NIST cautioned that these updates are preliminary. Investigators are placing a particular emphasis on the pool deck, with NIST’s Glenn Bell saying there were pervasive concerns with the deck’s design and misplaced slab reinforcement, along with possible problems with planter changes, the addition of fill and paving and slab reinforcement corrosion.
“Our analysis to date shows that even absent any sudden overload or obvious initiator of a failure on that tragic night of the collapse, the conditions that existed in the pool deck slab at that time represented a serious safety concern for the building,” Bell said.
NIST is hoping to find footage from Champlain Towers South’s surveillance cameras.
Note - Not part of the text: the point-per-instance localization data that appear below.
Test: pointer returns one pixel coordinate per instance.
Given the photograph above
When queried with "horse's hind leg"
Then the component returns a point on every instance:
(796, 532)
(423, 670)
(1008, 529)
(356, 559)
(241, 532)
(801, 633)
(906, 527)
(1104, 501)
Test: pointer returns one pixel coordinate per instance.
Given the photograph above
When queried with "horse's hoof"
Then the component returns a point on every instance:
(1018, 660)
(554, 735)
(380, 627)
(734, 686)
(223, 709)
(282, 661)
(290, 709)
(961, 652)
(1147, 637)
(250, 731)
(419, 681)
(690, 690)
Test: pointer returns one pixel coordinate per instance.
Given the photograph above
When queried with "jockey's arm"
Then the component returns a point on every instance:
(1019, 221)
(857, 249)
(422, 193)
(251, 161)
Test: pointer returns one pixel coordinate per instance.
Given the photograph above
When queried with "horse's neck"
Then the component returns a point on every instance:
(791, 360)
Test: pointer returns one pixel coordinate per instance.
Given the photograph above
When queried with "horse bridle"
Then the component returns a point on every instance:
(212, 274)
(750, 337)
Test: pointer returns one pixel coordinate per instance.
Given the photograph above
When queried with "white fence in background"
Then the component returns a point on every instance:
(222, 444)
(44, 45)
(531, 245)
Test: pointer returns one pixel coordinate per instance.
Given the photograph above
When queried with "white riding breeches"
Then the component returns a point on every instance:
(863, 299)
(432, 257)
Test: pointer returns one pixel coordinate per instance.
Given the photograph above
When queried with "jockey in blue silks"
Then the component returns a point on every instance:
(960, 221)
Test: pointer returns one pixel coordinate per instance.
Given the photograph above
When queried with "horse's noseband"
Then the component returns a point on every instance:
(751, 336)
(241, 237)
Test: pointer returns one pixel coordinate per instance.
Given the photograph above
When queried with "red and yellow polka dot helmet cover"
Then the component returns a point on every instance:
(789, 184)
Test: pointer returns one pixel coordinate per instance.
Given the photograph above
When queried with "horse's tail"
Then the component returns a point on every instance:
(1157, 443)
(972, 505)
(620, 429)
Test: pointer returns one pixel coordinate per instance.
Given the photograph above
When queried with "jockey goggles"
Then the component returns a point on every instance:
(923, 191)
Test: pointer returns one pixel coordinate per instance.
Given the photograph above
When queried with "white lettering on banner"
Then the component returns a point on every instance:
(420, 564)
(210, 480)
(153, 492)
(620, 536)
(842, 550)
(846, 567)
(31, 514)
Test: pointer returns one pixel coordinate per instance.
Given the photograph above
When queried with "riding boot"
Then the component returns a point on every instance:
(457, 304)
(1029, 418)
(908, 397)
It also plans to create a virtual reality model and conduct more testing.
Martin and Pablo Langesfeld, whose sister and daughter Nicole died during the collapse, spoke at the meeting.
“What many of the affected families find most troubling is the possibility of new development on the site of the collapse,” Martin Langesfeld said, referring to plans filed on Monday for new condominiums that could be built starting in 2024.
He went on, “You have repeatedly mentioned that NIST will inform the public if any signs of danger are discovered but how will this work if the building has already been developed?”
If approved and ultimately constructed, the new luxury development at the site of the collapse would be 12 stories tall, just like Champlain Towers South. In a letter to Surfside officials, an attorney representing the company proposing the new building said the project “will be a significant improvement to the property and a benefit to the area.”
The developer bought the property last year for $120 million.
NIST’s investigation will not be finished until May 2024 at the earliest. The final report could take an additional year.
“We do not need hypotheses. We need concrete answers,” Pablo Langesfeld said. “While I understand that a proper investigation takes time, it feels like an excessive delay.”